Yasser Arafat’s nephew: PA ‘tearing up’ legacy institution

Nasser al-Kidwa, a nephew of the former PLO leader Yasser Arafat, said on Monday that the Palestinian Authority leadership is working to destroy his uncle's legacy and heritage.

A woman passes a poster depicting late Palestinian leader Yasser Arafat, Shatila Palestinian refugee camp, Beirut (photo credit: MOHAMED AZAKIR / REUTERS)
A woman passes a poster depicting late Palestinian leader Yasser Arafat, Shatila Palestinian refugee camp, Beirut
(photo credit: MOHAMED AZAKIR / REUTERS)

The Palestinian Authority leadership is working to destroy the legacy and heritage of Yasser Arafat, Nasser al-Kidwa, a nephew of the former PLO leader, said on Monday.

In a statement on the occasion of the 17th anniversary of Arafat’s death, Kidwa accused the PA leadership of illegally laying its hands on the Yasser Arafat Foundation, an organization founded in 2008 “to preserve the legacy of the late president and to perpetuate his memory among the Palestinian people and the Arab and friendly peoples.”

Arafat died in a French hospital on November 11, 2004.

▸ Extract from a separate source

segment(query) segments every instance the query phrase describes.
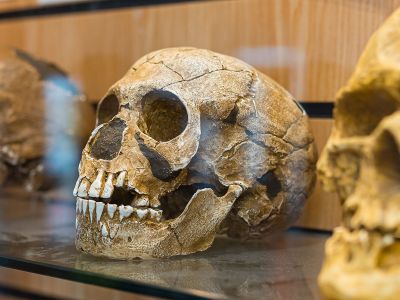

In March, PA President Mahmoud Abbas decided to suspend funding to the Ramallah-based foundation. He also fired Kidwa as the foundation’s director despite the fact that it is a legally independent institution.

Abbas’s measures came shortly after he expelled Kidwa from the ruling Fatah faction because of the latter’s decision to form his own Fatah-affiliated list, called the National Democratic Assembly, ahead of the parliamentary elections that were supposed to take have taken place on May 22.

 Palestinian President Mahmoud Abbas gestures during a joint press conference with U.S. Secretary of State Antony Blinken (not pictured), in the West Bank city of Ramallah, May 25, 2021. (credit: ALEX BRANDON/POOL VIA REUTERS) Palestinian President Mahmoud Abbas gestures during a joint press conference with U.S. Secretary of State Antony Blinken (not pictured), in the West Bank city of Ramallah, May 25, 2021. (credit: ALEX BRANDON/POOL VIA REUTERS)

Abbas called off the elections on the pretext that Israel did not allow the vote to take place in Jerusalem.

Kidwa later merged his list with jailed Fatah leader Marwan Barghouti, producing the Freedom list. The move was seen by many Palestinians as a major challenge to Abbas and the veteran Fatah leadership by two of the faction’s most prominent figures.

In addition to the official list consisting of Abbas loyalists, another slate backed by Mohammed Dahlan, an exiled Fatah leader and archrival of Abbas, was also planning to run in the parliamentary election. Dahlan has been living in the United Arab Emirates since 2011, when he, too, was expelled from Fatah after a fallout with Abbas.

The latest accusations by Kidwa are yet another sign of ongoing tensions among senior officials of the ruling Fatah faction headed by Abbas.

Kidwa and other senior Fatah officials have called for major reforms in the Palestinian political system and criticized Abbas’s authoritarian rule over the PA.

Palestinians believe that Abbas decided to call off the elections mainly because of the split in Fatah, especially the alliance between Kidwa and Barghouti, the jailed Fatah leader serving five life terms in prison for his role in a series of terrorist attacks during the Second Intifada two decades ago.

Public opinion polls published by various institutions over the past few years have shown that Barghouti is the Palestinians’ favored candidate to replace Abbas as president of the PA.

Kidwa joined Fatah in 1969 and subsequently joined its Central Committee. He previously served as the PLO’s representative to the United Nations and as PA foreign minister.

In his statement, Kidwa said: “As we approach the commemoration of the 17th anniversary of the martyrdom of the founding leader, the spirit of Abu Ammar (Arafat’s nom de guerre) appears to us full of sadness and sorrow for the state of affairs in the Palestinian arena in general and in his institution in particular.”

Kidwa accused the PA leadership of insisting on “tearing up” the foundation by seizing control of it and firing most of the workers.

“Unfortunately, the Yasser Arafat Foundation, which was built legally, no longer exists,” Kidwa charged. “What exists now is an idiotic sign attached to the Mukata [Abbas’s presidential compound]. In the end, it seems that the aim of all this is to undermine Yasser Arafat’s biography and diminish his legacy.”